The third season of the Showcase television series Continuum premiered on March 16, 2014 and concluded on June 22, 2014. The series was created by Simon Barry, and centers on Kiera Cameron (Rachel Nichols) as she travels back in time from 2077 to 2012 pursuing a group of terrorists. Kiera is focused on stopping the terrorists, unifying the time line and finding a way back to her time and family.

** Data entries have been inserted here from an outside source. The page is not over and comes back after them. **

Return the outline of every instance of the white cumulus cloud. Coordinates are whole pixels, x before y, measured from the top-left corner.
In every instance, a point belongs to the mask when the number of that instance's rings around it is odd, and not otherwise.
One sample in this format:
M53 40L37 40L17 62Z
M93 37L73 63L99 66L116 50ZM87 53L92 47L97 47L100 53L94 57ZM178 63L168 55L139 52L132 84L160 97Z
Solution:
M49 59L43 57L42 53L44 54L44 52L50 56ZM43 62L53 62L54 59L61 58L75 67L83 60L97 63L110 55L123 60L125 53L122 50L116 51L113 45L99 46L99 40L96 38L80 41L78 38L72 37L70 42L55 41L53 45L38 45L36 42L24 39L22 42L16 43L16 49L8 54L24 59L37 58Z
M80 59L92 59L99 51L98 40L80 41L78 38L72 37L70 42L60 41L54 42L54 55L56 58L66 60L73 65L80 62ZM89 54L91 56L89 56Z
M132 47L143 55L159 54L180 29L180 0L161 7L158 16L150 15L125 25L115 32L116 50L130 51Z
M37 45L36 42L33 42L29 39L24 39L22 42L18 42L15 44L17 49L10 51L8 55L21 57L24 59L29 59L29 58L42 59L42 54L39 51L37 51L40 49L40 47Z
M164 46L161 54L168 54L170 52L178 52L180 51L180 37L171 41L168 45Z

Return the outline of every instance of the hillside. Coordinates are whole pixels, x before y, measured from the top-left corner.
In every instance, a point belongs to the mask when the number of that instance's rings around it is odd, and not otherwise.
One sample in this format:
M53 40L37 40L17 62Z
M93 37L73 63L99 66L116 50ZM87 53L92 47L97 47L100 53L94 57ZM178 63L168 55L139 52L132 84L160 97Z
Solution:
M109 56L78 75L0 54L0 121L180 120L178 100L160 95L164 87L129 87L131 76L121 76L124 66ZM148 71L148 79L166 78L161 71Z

All episode titles in this season use the word "Minute".

Cast and characters

Regular
 Rachel Nichols as Kiera Cameron
 Victor Webster as Carlos Fonnegra
 Erik Knudsen as Alec Sadler
 Stephen Lobo as Matthew Kellog
 Roger Cross as Travis Verta
 Lexa Doig as Sonya Valentine
 Luvia Petersen as Jasmine Garza
 Omari Newton as Lucas Ingram

Recurring
 Terry Chen as Curtis Chen
 Brian Markinson as Inspector Dillon
 Ian Tracey as Jason Sadler
 Magda Apanowicz as Emily / Mia Hartwell
 Jennifer Spence as Betty Robertson
 Ryan Robbins as John Doe / Brad Tonkin
 Richard Harmon as Julian Randol

Guest
 Tony Amendola as Edouard Kagame
 Mike Dopud as Stefan Jaworski

Episodes

At the end of season 2, Kiera and Alec independently time-travel a week into their past, creating a new timeline, and the series follows them into the past. For the sake of simplicity, the Kiera and Alec from the future are here termed "Red", and the Kiera and Alec from the past, "Green", named for the colors Catherine uses to represent each timeline in "Minute by Minute".

Production
On June 5, 2013, Continuum was renewed for a third season. Filming began on November 20, 2013. Season 3 premiered on March 16, 2014 on Showcase in Canada and on April 4, 2014 on the Syfy channel in the United States. The season began airing on January 28, 2015 on Syfy in the United Kingdom and Ireland.

Broadcast

Ratings

Reviews
The third season of Continuum received a 100% approval rating on Rotten Tomatoes based on 5 reviews.